I've been doing some research on building a self-decrypting/encrypting injected class.
I've been wondering if it would be possible to self-encrypt/decrypt the binaries injected before and after calls into the injected code. At first I thought the process would be cumbersome and slow, but my tests are showing otherwise. Even on a slow, single-core machine, a simple rotating XOR encryption (hardly "encryption," but I'm assuming Blizzard isn't going to subject my machine to forensics analysis) can encrypt/decrypt roughly a billion bytes per second. That's fast enough to be done on every single call -- every single frame, too -- without a noticeable client slowdown, unless your injected code gets huge.
If you put a simple call-gate into a non-standard section (obviously the encryptor/decryptor needs to be unencrypted; self-decrypting functions are a bitch) and gated everything through that call gate, and had the call gate do the encrypt/decrypt upon enter/exit of the injected DLL, you'd have basically an undetectable binary.
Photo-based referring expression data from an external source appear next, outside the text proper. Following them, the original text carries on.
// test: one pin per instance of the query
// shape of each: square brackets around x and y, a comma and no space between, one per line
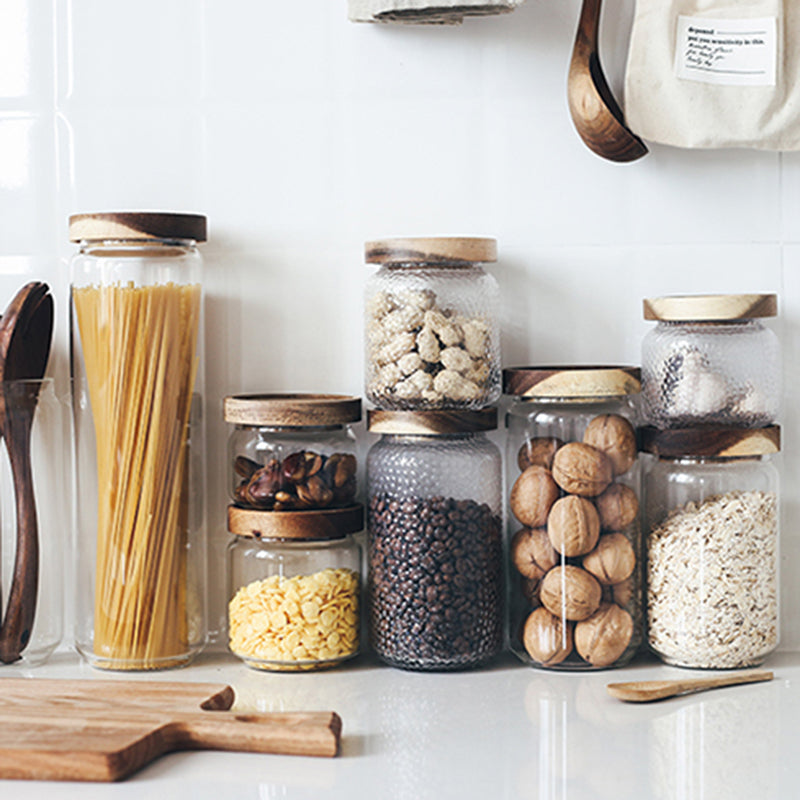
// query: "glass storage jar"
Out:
[294,586]
[432,337]
[435,585]
[137,369]
[712,516]
[711,361]
[292,451]
[574,523]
It would be obvious that SOMETHING was there, but not what it was.
The weaknesses of the approach are:
1) Some slowdown in the binary due to hashing large blocks of memory on a regular basis. This can be mitigated by reducing the size to be hashed (for instance, we can use the file alignment instead of memory alignment on the sections, and trim up to 0xE00 bytes per section). Also, the xor operation is insanely fast, so I don't think this will really be a problem.
2) The encryptor/decryptor is hashable. However, I anticipate implementing this in two parts, both using raw ASM (which implies limited portability; I know Cypher will complain about that). In the end, the ASM shouldn't look much different from a million similar blocks of ASM, so it will be extremely hard to hash without inducing false positives. Also, since the encryption/decryption will essentially make the entire REST of the binary unhashable, ultimately this will significantly decrease the hashable footprint of the app. You might even be able to skip hiding the module VA since (unless you do something really stupid like name it WoWHack.dll) it will just look like a DLL with garbage in it.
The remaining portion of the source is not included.